The Education Secretary slipped out the announcement in a written answer today, dodging the opportunity to confirm the policy change in the Commons chamber.

Unleashing a new wave of grammar schools was one of Theresa May’s flagship policies in the General Election campaign, but it was not included in last week’s Queen’s Speech - used by the Government to set out the legislation it plans to pass over the next two years.

Greening’s statement today indicates the Government is not planning to use other means to push the policy forward.

Responding to a question for Labour’s Catherine West on “whether it remains the Government’s policy to allow the opening of new grammar schools”, Greening replied: “There was no education bill in the Queen’s Speech, and therefore the ban on opening new grammar schools will remain in place.”

Plans to open a new generation of grammar schools were announced by May in September 2016, who claimed introducing academic selection for 11-year-olds would make “this country a true meritocracy.”

The claim came despite evidence that grammars did little for social mobility, and research from the the Royal Society in December found no proof that disadvantaged children would be helped by more selective school places.

Grammar schools may also hamper their results in science and maths, the research found.

The pledge made it into the party’s election manifesto, with May pledging to “end the ban on selective schools”.

The plans were opposed by former Education Secretary Nicky Morgan, as well as Labour’s Shadow Education Secretary Angela Rayner.

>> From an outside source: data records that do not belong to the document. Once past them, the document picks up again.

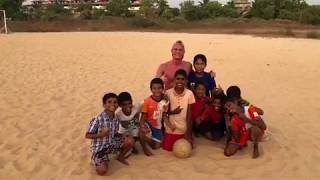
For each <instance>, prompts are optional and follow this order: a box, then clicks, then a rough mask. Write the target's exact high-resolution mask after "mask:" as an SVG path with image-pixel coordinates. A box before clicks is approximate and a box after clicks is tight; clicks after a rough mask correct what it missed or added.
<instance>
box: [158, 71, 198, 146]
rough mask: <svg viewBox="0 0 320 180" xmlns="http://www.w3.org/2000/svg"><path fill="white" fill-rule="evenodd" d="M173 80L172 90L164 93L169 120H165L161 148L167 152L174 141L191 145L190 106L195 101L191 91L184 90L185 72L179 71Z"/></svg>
mask: <svg viewBox="0 0 320 180" xmlns="http://www.w3.org/2000/svg"><path fill="white" fill-rule="evenodd" d="M174 78H175V79H174V88H172V89H169V90H168V91H167V92H166V95H167V96H168V98H169V102H170V105H169V106H170V108H169V109H170V112H169V113H168V114H169V119H165V135H164V139H163V143H162V148H163V149H164V150H167V151H172V147H173V144H174V143H175V141H177V140H178V139H181V138H185V139H187V140H188V141H189V142H191V143H192V121H191V105H192V104H193V103H194V102H195V99H194V96H193V93H192V91H190V90H189V89H187V88H186V84H187V72H186V71H185V70H183V69H180V70H178V71H177V72H176V73H175V76H174Z"/></svg>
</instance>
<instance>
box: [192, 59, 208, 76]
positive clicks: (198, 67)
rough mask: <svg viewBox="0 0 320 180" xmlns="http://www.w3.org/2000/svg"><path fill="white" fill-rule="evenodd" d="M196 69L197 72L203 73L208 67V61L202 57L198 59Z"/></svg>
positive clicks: (197, 60) (196, 71)
mask: <svg viewBox="0 0 320 180" xmlns="http://www.w3.org/2000/svg"><path fill="white" fill-rule="evenodd" d="M193 66H194V69H195V71H196V72H198V73H201V72H204V69H205V68H206V66H207V65H206V63H205V62H204V61H203V60H202V59H197V60H196V61H195V62H194V64H193Z"/></svg>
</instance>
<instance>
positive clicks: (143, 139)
mask: <svg viewBox="0 0 320 180" xmlns="http://www.w3.org/2000/svg"><path fill="white" fill-rule="evenodd" d="M150 89H151V92H152V95H151V96H149V97H148V98H147V99H145V100H144V103H143V108H142V111H141V119H140V143H141V146H142V149H143V152H144V153H145V155H147V156H151V155H153V153H152V152H151V151H150V150H149V148H148V147H147V145H149V146H150V147H151V148H152V149H159V148H160V146H161V142H162V138H163V134H162V119H163V118H167V116H168V115H167V114H166V113H167V109H168V102H166V100H165V99H164V93H163V91H164V83H163V81H162V80H161V79H160V78H154V79H152V81H151V82H150ZM150 134H151V136H150Z"/></svg>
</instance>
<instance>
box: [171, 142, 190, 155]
mask: <svg viewBox="0 0 320 180" xmlns="http://www.w3.org/2000/svg"><path fill="white" fill-rule="evenodd" d="M191 150H192V147H191V144H190V143H189V141H187V140H186V139H179V140H177V141H176V142H175V143H174V144H173V154H174V155H175V156H176V157H178V158H188V157H190V156H191Z"/></svg>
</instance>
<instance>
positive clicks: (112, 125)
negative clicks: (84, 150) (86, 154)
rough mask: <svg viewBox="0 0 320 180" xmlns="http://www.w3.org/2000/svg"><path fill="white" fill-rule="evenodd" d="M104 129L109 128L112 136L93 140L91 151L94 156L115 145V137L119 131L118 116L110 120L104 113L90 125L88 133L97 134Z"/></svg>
mask: <svg viewBox="0 0 320 180" xmlns="http://www.w3.org/2000/svg"><path fill="white" fill-rule="evenodd" d="M103 127H106V128H109V129H110V130H111V131H110V134H109V136H106V137H104V138H97V139H93V140H92V146H91V151H92V153H93V154H95V153H97V152H99V151H101V150H102V149H103V148H107V147H108V146H110V145H115V144H116V142H115V140H114V138H115V135H116V134H117V132H118V130H119V119H118V116H114V118H113V119H110V118H109V116H108V114H107V113H106V112H102V113H101V114H99V115H98V116H97V117H95V118H93V119H92V120H91V122H90V124H89V129H88V133H89V134H97V133H100V132H101V129H102V128H103Z"/></svg>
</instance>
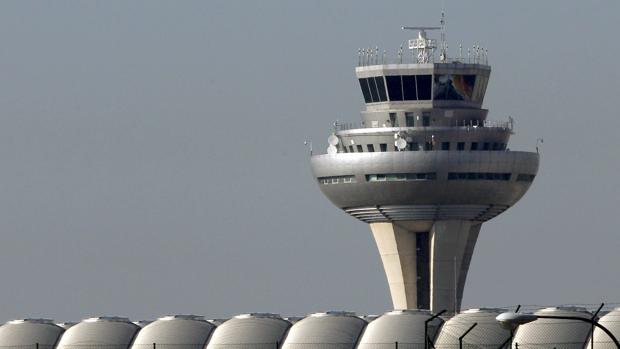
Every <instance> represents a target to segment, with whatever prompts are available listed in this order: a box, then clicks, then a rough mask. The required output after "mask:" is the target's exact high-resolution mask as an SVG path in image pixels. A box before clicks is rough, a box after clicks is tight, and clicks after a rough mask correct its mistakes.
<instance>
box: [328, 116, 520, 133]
mask: <svg viewBox="0 0 620 349" xmlns="http://www.w3.org/2000/svg"><path fill="white" fill-rule="evenodd" d="M333 126H334V132H340V131H348V130H355V129H364V128H373V129H381V128H387V129H393V128H402V127H404V128H413V127H414V126H403V125H400V124H399V123H395V124H394V125H392V124H390V122H389V121H388V122H386V123H385V124H380V126H372V125H368V123H366V122H364V121H358V122H339V121H336V122H334V124H333ZM415 127H416V128H418V129H424V128H434V127H460V128H466V129H477V128H496V129H497V128H499V129H503V130H509V131H510V132H512V131H513V128H514V121H513V120H512V118H511V117H509V118H508V120H507V121H499V120H454V122H453V123H450V124H449V125H442V126H415Z"/></svg>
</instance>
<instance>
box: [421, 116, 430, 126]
mask: <svg viewBox="0 0 620 349" xmlns="http://www.w3.org/2000/svg"><path fill="white" fill-rule="evenodd" d="M430 125H431V113H429V112H424V113H422V126H424V127H428V126H430Z"/></svg>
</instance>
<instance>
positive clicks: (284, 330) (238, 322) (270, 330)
mask: <svg viewBox="0 0 620 349" xmlns="http://www.w3.org/2000/svg"><path fill="white" fill-rule="evenodd" d="M289 327H291V323H290V322H288V321H286V320H284V319H282V318H281V317H280V316H279V315H275V314H244V315H239V316H235V317H233V318H232V319H230V320H228V321H226V322H224V323H223V324H221V325H219V326H218V327H217V329H216V330H215V331H214V332H213V336H212V337H211V339H210V340H209V345H208V346H207V349H216V348H236V347H237V346H238V347H243V346H245V345H248V344H255V345H257V346H258V347H266V348H273V347H275V345H276V343H282V341H283V340H284V335H285V334H286V331H287V330H288V329H289Z"/></svg>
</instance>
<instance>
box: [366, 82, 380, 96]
mask: <svg viewBox="0 0 620 349" xmlns="http://www.w3.org/2000/svg"><path fill="white" fill-rule="evenodd" d="M367 80H368V88H370V96H371V97H372V101H373V102H380V101H381V100H380V99H379V92H377V83H376V82H375V79H374V78H368V79H367Z"/></svg>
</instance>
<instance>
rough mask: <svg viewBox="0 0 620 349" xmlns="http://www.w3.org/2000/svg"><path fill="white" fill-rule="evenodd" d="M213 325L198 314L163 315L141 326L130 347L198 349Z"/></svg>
mask: <svg viewBox="0 0 620 349" xmlns="http://www.w3.org/2000/svg"><path fill="white" fill-rule="evenodd" d="M214 328H215V325H213V324H212V323H209V322H207V321H205V319H204V318H202V317H200V316H183V315H173V316H165V317H162V318H160V319H158V320H157V321H154V322H152V323H150V324H148V325H146V326H144V328H142V330H140V332H139V333H138V336H137V337H136V339H135V340H134V343H133V345H132V346H131V348H132V349H151V348H152V343H156V344H157V347H158V348H162V349H163V348H169V347H172V348H175V349H192V348H194V349H199V348H202V347H204V345H205V344H206V343H207V340H208V339H209V335H210V334H211V332H212V331H213V329H214Z"/></svg>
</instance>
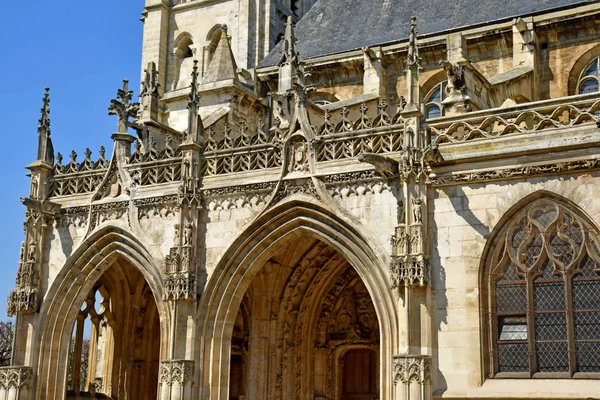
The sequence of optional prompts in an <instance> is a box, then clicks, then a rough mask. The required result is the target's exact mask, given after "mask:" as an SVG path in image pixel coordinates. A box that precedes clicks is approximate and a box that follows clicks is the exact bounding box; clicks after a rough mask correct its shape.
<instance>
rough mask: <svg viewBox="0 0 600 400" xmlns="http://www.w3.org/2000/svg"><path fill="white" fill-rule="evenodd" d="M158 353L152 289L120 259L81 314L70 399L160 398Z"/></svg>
mask: <svg viewBox="0 0 600 400" xmlns="http://www.w3.org/2000/svg"><path fill="white" fill-rule="evenodd" d="M86 325H87V327H86ZM86 328H87V329H86ZM159 351H160V326H159V317H158V309H157V306H156V302H155V301H154V298H153V296H152V291H151V290H150V287H149V286H148V283H147V282H146V280H145V279H144V277H143V276H142V274H141V273H140V272H139V271H138V270H137V269H136V268H135V267H133V266H132V265H131V264H130V263H129V262H128V261H127V260H126V259H125V258H122V257H120V258H118V259H117V260H115V261H114V262H113V263H112V265H111V266H110V267H109V268H108V270H107V271H106V272H105V273H104V274H102V276H101V277H100V279H98V281H97V282H95V284H94V287H93V288H92V290H91V291H90V292H89V294H88V296H87V297H86V299H85V301H84V302H83V305H82V307H81V309H80V310H79V312H78V313H77V318H76V323H75V326H74V328H73V335H72V337H71V345H70V346H69V362H68V369H67V383H66V386H67V396H66V397H67V399H79V398H82V397H85V396H90V395H94V394H103V395H106V396H108V397H109V398H124V397H125V398H131V399H134V398H139V399H151V398H155V397H156V394H157V392H158V367H159Z"/></svg>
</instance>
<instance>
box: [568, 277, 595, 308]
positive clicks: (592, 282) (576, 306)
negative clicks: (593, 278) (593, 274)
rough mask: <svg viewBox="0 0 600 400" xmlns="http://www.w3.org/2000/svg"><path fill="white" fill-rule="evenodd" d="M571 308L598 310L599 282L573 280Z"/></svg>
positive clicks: (587, 280)
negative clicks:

After being told about Greening’s statement, Rayner urged the Education Secretary to make a full announcement confirming the plans would not be returning in the future.

She said: “A full u-turn on this discredited and divisive policy would be welcome by everyone who is serious about improving education, however humiliating it might be for the Prime Minister.

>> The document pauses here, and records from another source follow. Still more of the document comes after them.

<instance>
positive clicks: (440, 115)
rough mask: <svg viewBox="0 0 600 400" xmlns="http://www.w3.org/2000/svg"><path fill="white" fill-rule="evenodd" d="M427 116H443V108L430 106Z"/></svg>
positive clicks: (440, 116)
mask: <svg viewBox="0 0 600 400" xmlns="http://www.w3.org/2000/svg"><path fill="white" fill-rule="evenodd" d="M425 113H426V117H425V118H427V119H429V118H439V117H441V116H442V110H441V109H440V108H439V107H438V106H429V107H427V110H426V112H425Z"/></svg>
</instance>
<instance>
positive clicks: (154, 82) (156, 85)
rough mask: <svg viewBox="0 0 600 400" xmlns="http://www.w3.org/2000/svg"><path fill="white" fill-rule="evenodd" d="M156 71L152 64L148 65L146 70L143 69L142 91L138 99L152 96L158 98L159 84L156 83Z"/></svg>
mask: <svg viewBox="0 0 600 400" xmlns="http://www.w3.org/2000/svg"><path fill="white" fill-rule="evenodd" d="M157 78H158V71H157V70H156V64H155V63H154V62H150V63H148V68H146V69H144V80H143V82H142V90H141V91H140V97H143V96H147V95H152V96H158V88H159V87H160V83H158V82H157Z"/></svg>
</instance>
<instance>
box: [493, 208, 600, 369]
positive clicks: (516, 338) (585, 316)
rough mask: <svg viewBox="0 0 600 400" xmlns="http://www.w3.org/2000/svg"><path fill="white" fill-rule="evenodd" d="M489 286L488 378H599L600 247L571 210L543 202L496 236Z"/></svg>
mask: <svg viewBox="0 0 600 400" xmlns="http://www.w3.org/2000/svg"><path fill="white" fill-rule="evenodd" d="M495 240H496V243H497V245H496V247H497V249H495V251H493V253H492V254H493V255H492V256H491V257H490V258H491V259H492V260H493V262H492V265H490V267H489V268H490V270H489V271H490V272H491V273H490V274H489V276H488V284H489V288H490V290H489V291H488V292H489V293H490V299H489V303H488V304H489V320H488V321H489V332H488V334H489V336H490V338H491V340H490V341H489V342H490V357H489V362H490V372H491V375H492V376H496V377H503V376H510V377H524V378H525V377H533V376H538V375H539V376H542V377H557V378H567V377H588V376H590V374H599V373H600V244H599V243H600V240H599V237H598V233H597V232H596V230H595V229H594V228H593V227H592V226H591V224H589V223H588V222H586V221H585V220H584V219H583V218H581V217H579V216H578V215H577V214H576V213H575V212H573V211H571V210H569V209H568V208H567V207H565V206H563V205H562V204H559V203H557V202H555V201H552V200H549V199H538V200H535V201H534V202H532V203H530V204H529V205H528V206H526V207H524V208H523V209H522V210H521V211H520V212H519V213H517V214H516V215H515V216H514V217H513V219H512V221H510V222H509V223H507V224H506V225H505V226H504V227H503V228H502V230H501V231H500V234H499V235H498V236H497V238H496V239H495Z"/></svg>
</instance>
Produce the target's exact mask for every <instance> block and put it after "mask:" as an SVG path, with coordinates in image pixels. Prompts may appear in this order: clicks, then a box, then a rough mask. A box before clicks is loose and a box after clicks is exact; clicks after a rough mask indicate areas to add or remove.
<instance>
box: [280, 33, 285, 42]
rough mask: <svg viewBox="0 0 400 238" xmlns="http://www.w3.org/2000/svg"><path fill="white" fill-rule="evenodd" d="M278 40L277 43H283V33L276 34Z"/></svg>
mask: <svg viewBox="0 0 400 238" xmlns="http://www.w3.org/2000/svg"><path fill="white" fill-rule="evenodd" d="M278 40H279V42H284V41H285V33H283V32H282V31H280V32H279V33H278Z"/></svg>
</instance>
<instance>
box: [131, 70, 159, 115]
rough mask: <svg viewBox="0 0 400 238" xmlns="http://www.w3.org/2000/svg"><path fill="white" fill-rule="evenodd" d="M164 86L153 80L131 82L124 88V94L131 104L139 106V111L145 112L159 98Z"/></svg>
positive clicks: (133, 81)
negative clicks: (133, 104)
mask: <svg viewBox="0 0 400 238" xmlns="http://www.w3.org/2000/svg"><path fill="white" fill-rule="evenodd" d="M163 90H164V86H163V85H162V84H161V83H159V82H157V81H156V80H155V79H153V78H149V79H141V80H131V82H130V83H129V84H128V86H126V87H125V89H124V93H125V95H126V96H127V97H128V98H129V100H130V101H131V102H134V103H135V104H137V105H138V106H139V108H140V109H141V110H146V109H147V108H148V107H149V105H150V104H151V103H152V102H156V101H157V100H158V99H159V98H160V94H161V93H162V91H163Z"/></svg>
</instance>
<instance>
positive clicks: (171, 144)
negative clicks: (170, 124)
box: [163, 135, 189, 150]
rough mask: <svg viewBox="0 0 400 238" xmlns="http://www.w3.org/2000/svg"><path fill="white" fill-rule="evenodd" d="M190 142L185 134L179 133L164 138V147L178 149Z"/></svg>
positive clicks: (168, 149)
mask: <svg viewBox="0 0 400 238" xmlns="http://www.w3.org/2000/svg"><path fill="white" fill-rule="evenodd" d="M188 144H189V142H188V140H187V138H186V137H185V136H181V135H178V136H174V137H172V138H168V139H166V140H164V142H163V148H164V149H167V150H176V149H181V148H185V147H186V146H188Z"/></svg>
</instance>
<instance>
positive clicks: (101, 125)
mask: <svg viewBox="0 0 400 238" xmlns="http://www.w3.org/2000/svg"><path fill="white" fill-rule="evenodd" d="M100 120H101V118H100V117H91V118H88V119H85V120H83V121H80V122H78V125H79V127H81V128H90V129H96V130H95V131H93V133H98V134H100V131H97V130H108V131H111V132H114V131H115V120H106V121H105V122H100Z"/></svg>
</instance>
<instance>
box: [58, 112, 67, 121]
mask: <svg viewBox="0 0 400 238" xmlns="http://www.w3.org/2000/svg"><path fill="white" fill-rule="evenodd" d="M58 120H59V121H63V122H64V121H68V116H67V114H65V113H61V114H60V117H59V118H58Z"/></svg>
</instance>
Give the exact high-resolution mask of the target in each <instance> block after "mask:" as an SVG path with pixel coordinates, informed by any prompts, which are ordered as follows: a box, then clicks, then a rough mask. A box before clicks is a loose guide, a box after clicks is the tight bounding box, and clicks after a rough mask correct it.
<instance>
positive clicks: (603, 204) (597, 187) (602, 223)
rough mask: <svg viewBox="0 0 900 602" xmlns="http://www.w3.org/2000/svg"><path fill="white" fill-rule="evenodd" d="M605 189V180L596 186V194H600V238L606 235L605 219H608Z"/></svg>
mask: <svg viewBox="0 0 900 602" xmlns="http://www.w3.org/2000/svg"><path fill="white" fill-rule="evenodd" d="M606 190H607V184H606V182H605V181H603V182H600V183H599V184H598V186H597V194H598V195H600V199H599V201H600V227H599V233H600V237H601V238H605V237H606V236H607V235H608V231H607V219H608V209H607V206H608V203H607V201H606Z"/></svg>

“But even now they won’t give a categorical assurance that they have abandoned this policy for good.

“The government should give schools the certainty they need by immediately making a proper announcement clarifying they will not be bringing back these proposals for the rest of this Parliament, or seeking to implement them by the back door.”

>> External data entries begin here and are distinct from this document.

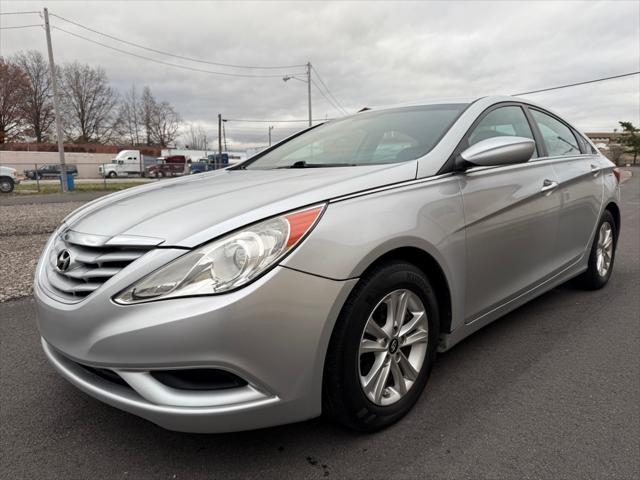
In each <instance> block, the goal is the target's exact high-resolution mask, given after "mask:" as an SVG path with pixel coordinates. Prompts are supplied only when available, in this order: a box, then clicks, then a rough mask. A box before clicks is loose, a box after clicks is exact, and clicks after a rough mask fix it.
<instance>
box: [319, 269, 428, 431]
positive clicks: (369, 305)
mask: <svg viewBox="0 0 640 480" xmlns="http://www.w3.org/2000/svg"><path fill="white" fill-rule="evenodd" d="M399 292H400V293H399ZM402 292H408V293H406V295H407V296H408V299H409V300H408V302H409V308H411V309H415V307H416V305H418V303H417V302H418V301H419V302H420V303H421V304H422V306H423V309H424V312H425V314H426V319H424V318H423V319H422V320H420V325H421V327H420V330H415V333H416V334H418V333H419V334H420V335H422V337H423V340H421V341H420V342H421V343H416V344H414V345H412V346H408V347H403V346H402V344H400V346H399V347H398V343H396V344H395V347H396V348H394V346H393V338H402V337H394V336H393V335H390V336H388V339H387V340H380V341H381V342H382V343H379V342H380V341H379V342H376V345H375V348H376V349H378V348H379V347H381V346H382V347H385V348H386V351H383V352H368V353H362V351H361V346H363V345H364V344H365V343H364V342H371V338H375V336H372V335H370V334H369V325H370V323H369V322H372V321H375V319H376V316H378V322H382V323H384V325H383V326H382V329H383V330H384V329H387V326H388V324H389V323H390V322H389V321H388V320H387V321H386V322H384V321H382V318H388V317H386V313H385V312H386V308H387V304H385V303H383V300H384V299H385V298H387V299H389V298H393V297H392V296H393V295H400V298H401V296H402ZM392 304H393V303H392ZM410 313H411V312H409V311H408V310H405V311H404V315H403V316H404V318H407V317H408V316H409V314H410ZM412 318H418V316H416V315H414V316H413V317H412ZM378 322H376V323H378ZM411 322H412V320H411V318H408V319H407V320H406V321H405V324H404V325H405V326H408V325H409V324H410V323H411ZM439 326H440V319H439V315H438V303H437V299H436V295H435V293H434V290H433V288H432V287H431V284H430V283H429V279H428V278H427V277H426V276H425V274H424V273H423V272H422V271H421V270H420V269H418V268H417V267H416V266H414V265H412V264H410V263H407V262H405V261H394V262H388V263H384V264H381V265H379V266H378V267H375V268H374V269H373V270H371V271H370V272H368V273H366V274H365V275H364V276H363V277H362V278H361V279H360V281H359V282H358V284H357V285H356V287H355V288H354V290H353V292H352V293H351V294H350V295H349V298H348V299H347V301H346V302H345V304H344V306H343V308H342V311H341V312H340V315H339V317H338V320H337V322H336V325H335V327H334V330H333V333H332V335H331V340H330V342H329V349H328V352H327V358H326V361H325V370H324V378H323V389H322V391H323V398H322V410H323V414H325V415H326V416H328V417H329V418H330V419H332V420H334V421H337V422H338V423H341V424H342V425H344V426H346V427H349V428H352V429H355V430H358V431H363V432H374V431H377V430H380V429H383V428H385V427H388V426H389V425H391V424H393V423H395V422H397V421H398V420H400V419H401V418H402V417H403V416H404V415H406V414H407V412H409V410H411V408H412V407H413V405H414V404H415V403H416V401H417V400H418V398H419V397H420V394H421V393H422V391H423V390H424V387H425V385H426V383H427V380H428V379H429V375H430V373H431V368H432V367H433V363H434V361H435V358H436V351H437V340H438V335H439ZM378 327H380V324H379V323H378ZM365 328H367V331H366V332H365ZM425 328H426V332H425ZM372 330H374V331H376V329H375V328H372ZM387 330H388V329H387ZM402 331H403V329H402V328H400V331H399V333H401V332H402ZM412 332H413V330H408V331H407V332H406V333H408V334H410V335H407V338H408V337H413V338H417V337H415V336H413V334H412ZM422 342H423V343H422ZM370 345H374V344H373V343H367V348H369V346H370ZM414 349H416V350H415V351H416V352H417V354H418V356H416V357H415V358H417V359H419V358H420V354H422V355H423V356H422V363H421V364H420V366H419V368H417V375H412V376H413V378H414V380H412V381H406V379H403V380H401V382H406V383H403V384H404V385H405V388H406V392H405V393H403V394H401V391H402V388H401V387H400V383H398V382H397V380H396V378H398V377H397V376H396V375H403V374H404V372H406V371H407V367H406V366H405V365H406V363H404V362H403V360H402V356H404V359H408V360H411V362H412V363H415V362H413V360H415V359H414V357H413V356H414ZM381 358H385V360H384V361H379V359H381ZM394 361H395V362H396V364H397V365H392V362H394ZM387 362H388V363H387ZM376 364H379V365H383V367H382V369H381V370H382V373H381V374H380V376H378V377H377V379H378V380H380V379H382V378H383V377H382V376H383V375H384V368H385V367H384V365H389V369H388V371H389V373H388V374H387V375H388V379H387V381H386V382H385V383H382V387H383V388H382V389H381V391H382V395H376V392H379V391H380V389H379V388H371V389H368V393H365V385H364V383H366V379H367V377H371V378H372V379H375V378H376V376H375V375H372V372H373V371H374V369H375V367H376ZM369 366H370V369H369ZM416 366H417V364H416ZM415 370H416V369H415V368H414V373H415ZM372 383H373V382H370V383H369V385H371V384H372ZM409 383H410V384H409ZM377 384H378V382H376V383H374V385H377ZM385 386H386V388H384V387H385ZM376 397H377V398H378V399H377V400H376Z"/></svg>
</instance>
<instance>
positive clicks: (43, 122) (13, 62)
mask: <svg viewBox="0 0 640 480" xmlns="http://www.w3.org/2000/svg"><path fill="white" fill-rule="evenodd" d="M12 62H13V63H14V64H15V65H17V66H18V67H20V68H21V69H22V71H23V72H24V73H25V74H26V76H27V78H28V80H29V82H28V85H27V88H26V89H25V92H24V99H23V102H21V109H22V116H23V119H24V126H25V133H26V134H27V135H29V136H31V137H34V138H35V139H36V142H37V143H41V142H43V141H45V140H46V139H47V137H48V135H49V129H50V128H51V125H52V124H53V122H54V120H55V115H54V111H53V102H52V100H51V95H52V93H51V76H50V75H49V65H48V64H47V62H46V60H45V59H44V56H43V55H42V54H41V53H40V52H38V51H37V50H28V51H27V52H18V53H17V54H16V55H15V56H14V57H13V58H12Z"/></svg>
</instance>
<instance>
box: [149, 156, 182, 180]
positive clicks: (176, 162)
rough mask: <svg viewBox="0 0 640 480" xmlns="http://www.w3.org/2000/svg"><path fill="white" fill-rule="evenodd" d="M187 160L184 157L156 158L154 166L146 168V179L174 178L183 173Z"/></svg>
mask: <svg viewBox="0 0 640 480" xmlns="http://www.w3.org/2000/svg"><path fill="white" fill-rule="evenodd" d="M186 163H187V158H186V157H185V156H184V155H171V156H169V157H158V159H157V161H156V163H155V164H154V165H149V166H148V167H147V171H146V176H147V177H156V178H160V177H175V176H177V175H183V174H184V173H185V166H186Z"/></svg>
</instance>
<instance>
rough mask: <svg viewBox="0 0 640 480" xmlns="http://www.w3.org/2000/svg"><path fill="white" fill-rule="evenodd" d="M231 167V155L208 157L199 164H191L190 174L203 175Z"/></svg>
mask: <svg viewBox="0 0 640 480" xmlns="http://www.w3.org/2000/svg"><path fill="white" fill-rule="evenodd" d="M228 166H229V154H227V153H223V154H222V155H219V154H211V155H207V157H206V158H201V159H200V160H198V161H197V162H193V163H191V165H190V166H189V173H192V174H193V173H202V172H209V171H211V170H217V169H219V168H225V167H228Z"/></svg>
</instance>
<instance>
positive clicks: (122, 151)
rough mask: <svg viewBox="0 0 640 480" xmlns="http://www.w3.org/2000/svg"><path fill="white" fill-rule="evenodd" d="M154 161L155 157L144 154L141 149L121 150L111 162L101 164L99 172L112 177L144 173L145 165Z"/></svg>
mask: <svg viewBox="0 0 640 480" xmlns="http://www.w3.org/2000/svg"><path fill="white" fill-rule="evenodd" d="M153 162H155V158H154V157H150V156H148V155H143V154H142V153H141V152H140V150H121V151H120V152H118V154H117V155H116V157H115V158H114V159H113V160H112V161H111V163H107V164H105V165H100V166H99V167H98V173H99V174H100V176H107V177H111V178H114V177H128V176H136V175H144V172H145V166H146V165H149V164H150V163H153Z"/></svg>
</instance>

Lib Dem Education spokesperson Layla Moran also welcomed the news and said: “This news, slipped out by the Government, is welcome. Grammar schools are a betrayal of the principle of comprehensive education.

“The Tory ideological obsession with Grammars needs to end. They instead need to solve the real problems facing our education system by committing the extra funding our schools need, not slashing their budgets.

“Our children should all be afforded the same opportunity for a quality education. People want a country that is fairer, not the rose tinted spectacles of the 1950s.”

Modern day grammar schools came into being in 1944, and after the heyday of the 1950s and 60s the number in operation in the UK dropped dramatically.

While Education Secretary in the early 1970s, Margaret Thatcher oversaw the closing of hundreds of schools, and by the time she became Prime Minister in 1979 there were only around 200 such institutions.

Labour Prime Minister Tony Blair introduced a ban on opening new grammars in 1998, although the 167 schools which did select through the 11-plus exam were allowed to remain open.

There are currently 163 grammars in the UK.